Qualified immunity generally protects governmental officials from civil liability "insofar as their conduct does not violate clearly established statutory or constitutional rights of which a reasonable person would have known." Harlow v. Fitzgerald, 457 U.S. 800, 818 (1982); Aiken v. Nixon, 236 F. Supp. 2d 211, 229-30 (N.D.N.Y. 2002) (McAvoy, J.), aff'd, 80 Fed.Appx. 146 (2d Cir. Nov. 10, 2003). However, even if the constitutional privileges "are clearly established, a government actor may still be shielded by qualified immunity if it was objectively reasonable for the . . . official to believe that his [or her] acts did not violate those rights." Smith v. City of Albany, No. 03-CV-1157, 2006 WL 839525 *16 (N.D.N.Y. Mar. 27, 2006) (quoting Kaminsky v. Rosenblum, 929 F.2d 922, 925 (2d Cir. 1991); Magnotti v. Kuntz, 918 F.2d 364, 367 (2d Cir. 1990) (internal citations omitted)).
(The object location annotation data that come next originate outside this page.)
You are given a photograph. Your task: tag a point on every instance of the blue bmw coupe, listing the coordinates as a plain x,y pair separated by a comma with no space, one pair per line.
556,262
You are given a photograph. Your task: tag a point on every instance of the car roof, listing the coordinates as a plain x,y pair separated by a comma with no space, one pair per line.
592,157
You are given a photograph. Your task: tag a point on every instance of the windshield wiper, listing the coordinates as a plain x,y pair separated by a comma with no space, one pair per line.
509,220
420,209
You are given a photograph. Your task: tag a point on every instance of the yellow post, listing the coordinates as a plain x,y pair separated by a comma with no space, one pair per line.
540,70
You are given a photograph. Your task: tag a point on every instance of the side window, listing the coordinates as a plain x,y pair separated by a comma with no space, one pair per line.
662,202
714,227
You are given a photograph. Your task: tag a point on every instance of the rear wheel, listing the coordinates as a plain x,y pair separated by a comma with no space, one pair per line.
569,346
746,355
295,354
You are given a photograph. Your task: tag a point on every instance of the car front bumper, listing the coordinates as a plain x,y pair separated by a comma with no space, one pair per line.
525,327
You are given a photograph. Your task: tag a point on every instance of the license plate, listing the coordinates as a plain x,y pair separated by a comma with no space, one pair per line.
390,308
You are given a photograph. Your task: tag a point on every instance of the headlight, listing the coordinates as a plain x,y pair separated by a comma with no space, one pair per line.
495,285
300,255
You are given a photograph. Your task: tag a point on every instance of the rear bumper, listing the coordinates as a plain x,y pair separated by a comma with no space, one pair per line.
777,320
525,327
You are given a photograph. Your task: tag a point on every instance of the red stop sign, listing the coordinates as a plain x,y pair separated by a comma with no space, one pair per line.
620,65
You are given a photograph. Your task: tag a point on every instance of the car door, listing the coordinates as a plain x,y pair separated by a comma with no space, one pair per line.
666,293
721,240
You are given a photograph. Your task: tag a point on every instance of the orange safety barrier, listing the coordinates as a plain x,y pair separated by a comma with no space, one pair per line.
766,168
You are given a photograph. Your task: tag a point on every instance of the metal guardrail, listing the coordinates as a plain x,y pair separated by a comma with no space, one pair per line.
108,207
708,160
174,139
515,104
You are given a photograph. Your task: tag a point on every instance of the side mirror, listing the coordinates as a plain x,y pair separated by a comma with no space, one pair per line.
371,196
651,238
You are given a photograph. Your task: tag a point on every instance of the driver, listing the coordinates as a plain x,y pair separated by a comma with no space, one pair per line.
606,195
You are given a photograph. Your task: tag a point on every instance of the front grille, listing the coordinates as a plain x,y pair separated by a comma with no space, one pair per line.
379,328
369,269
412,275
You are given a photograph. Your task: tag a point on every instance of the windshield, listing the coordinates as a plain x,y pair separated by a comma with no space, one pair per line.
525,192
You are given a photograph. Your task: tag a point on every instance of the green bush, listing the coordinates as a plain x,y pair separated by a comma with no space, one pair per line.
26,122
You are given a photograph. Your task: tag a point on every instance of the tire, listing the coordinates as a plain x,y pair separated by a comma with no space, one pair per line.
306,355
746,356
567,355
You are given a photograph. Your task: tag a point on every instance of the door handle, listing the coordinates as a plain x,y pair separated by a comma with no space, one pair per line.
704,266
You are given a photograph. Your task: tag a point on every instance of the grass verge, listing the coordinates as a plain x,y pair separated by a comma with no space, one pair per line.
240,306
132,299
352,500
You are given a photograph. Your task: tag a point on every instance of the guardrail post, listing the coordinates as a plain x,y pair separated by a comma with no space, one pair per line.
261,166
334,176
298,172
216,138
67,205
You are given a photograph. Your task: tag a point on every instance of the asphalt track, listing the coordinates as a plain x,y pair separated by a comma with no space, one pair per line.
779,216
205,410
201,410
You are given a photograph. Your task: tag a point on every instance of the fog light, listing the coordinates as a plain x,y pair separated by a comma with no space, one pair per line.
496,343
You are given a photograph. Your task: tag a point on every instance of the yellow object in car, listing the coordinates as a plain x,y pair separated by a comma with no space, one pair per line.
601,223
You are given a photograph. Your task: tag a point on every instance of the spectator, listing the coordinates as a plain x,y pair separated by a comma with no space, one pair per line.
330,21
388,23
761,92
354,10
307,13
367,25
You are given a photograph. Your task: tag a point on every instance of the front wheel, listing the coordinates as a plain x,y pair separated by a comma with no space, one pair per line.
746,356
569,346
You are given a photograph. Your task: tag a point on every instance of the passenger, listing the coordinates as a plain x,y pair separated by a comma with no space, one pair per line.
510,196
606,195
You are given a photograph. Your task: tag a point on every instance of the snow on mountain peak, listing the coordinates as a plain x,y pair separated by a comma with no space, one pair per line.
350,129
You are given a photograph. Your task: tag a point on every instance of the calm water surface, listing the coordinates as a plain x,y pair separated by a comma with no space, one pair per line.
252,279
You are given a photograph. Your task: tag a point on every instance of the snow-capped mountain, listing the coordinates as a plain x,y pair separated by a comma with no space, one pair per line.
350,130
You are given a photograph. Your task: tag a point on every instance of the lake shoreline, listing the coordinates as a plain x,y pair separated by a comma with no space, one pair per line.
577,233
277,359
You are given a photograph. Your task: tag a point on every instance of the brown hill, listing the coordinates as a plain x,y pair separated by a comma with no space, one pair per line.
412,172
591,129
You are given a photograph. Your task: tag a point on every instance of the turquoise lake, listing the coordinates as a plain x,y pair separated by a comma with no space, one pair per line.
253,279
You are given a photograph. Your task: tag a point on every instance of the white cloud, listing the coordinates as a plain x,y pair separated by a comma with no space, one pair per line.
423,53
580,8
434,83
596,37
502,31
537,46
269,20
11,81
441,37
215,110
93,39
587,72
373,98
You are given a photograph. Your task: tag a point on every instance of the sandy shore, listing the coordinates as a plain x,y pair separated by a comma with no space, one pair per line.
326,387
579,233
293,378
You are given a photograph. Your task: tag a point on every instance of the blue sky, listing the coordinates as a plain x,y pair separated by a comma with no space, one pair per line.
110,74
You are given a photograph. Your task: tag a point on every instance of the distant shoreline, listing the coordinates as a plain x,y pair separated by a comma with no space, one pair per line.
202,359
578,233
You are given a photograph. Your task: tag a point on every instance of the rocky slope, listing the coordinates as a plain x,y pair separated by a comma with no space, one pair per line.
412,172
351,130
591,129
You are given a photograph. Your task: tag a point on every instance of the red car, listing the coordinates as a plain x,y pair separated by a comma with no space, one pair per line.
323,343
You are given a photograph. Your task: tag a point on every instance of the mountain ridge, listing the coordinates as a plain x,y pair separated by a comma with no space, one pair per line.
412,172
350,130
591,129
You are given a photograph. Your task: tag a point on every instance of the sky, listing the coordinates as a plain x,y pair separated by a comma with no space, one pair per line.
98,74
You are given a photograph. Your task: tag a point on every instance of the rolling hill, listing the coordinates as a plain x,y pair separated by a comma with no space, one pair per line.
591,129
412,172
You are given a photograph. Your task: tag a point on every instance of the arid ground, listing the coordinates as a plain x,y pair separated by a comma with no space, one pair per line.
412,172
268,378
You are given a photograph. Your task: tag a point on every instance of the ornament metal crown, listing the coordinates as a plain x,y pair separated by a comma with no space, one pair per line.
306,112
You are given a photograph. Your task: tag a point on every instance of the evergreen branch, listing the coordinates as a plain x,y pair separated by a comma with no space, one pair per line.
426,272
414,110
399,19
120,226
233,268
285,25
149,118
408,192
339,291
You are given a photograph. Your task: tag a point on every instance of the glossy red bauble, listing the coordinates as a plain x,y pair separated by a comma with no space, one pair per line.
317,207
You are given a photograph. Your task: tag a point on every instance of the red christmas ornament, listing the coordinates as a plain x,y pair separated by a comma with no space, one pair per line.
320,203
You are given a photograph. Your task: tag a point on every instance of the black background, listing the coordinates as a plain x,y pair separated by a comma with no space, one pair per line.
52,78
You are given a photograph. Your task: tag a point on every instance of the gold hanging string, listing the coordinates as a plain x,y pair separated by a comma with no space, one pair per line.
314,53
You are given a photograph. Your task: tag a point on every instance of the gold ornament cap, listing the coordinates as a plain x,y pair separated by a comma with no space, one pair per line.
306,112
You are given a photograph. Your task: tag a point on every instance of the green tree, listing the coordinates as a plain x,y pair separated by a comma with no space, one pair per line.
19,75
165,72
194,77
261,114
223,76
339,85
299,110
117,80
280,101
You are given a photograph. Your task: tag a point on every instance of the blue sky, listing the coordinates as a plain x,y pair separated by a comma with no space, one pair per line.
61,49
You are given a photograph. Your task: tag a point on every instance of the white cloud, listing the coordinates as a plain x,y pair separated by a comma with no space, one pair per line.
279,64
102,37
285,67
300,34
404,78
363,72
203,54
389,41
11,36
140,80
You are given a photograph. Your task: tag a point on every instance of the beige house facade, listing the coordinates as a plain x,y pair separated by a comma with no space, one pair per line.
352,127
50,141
A court must first determine whether, if plaintiff's allegations are accepted as true, there would be a constitutional violation. Saucier v. Katz, 533 U.S. 194, 201 (2001). Only if there is a constitutional violation does a court proceed to determine whether the constitutional rights, of which a reasonable person would have known, were clearly established at the time of the alleged violation. Aiken, 236 F. Supp. 2d at 230. Here, the second prong of the inquiry need not be reached because, as discussed supra, accepting all of Scott's allegations as true, he has not shown that defendant violated his constitutional rights.

Therefore, it is recommended in the alternative that defendant's motion on this ground be granted.

III. Conclusion

For the reasons stated above, it is hereby RECOMMENDED that defendant's motion to dismiss (Docket No. 14) be GRANTED and that the complaint be DISMISSED in its entirety.

Pursuant to 28 U.S.C. § 636(b)(1), the parties may lodge written objections to the foregoing report. Such objections shall be filed with the Clerk of the Court. FAILURE TO OBJECT TO THIS REPORT WITHIN TEN DAYS WILL PRECLUDE APPELLATE REVIEW. Roldan v. Racette, 984 F.2d 85, 89 (2d Cir. 1993); Small v. Sec'y of HHS, 892 F.2d 15 (2d Cir. 1989); 28 U.S.C. § 636(b)(1); Fed. R. Civ. P. 72, 6(a), 6(e).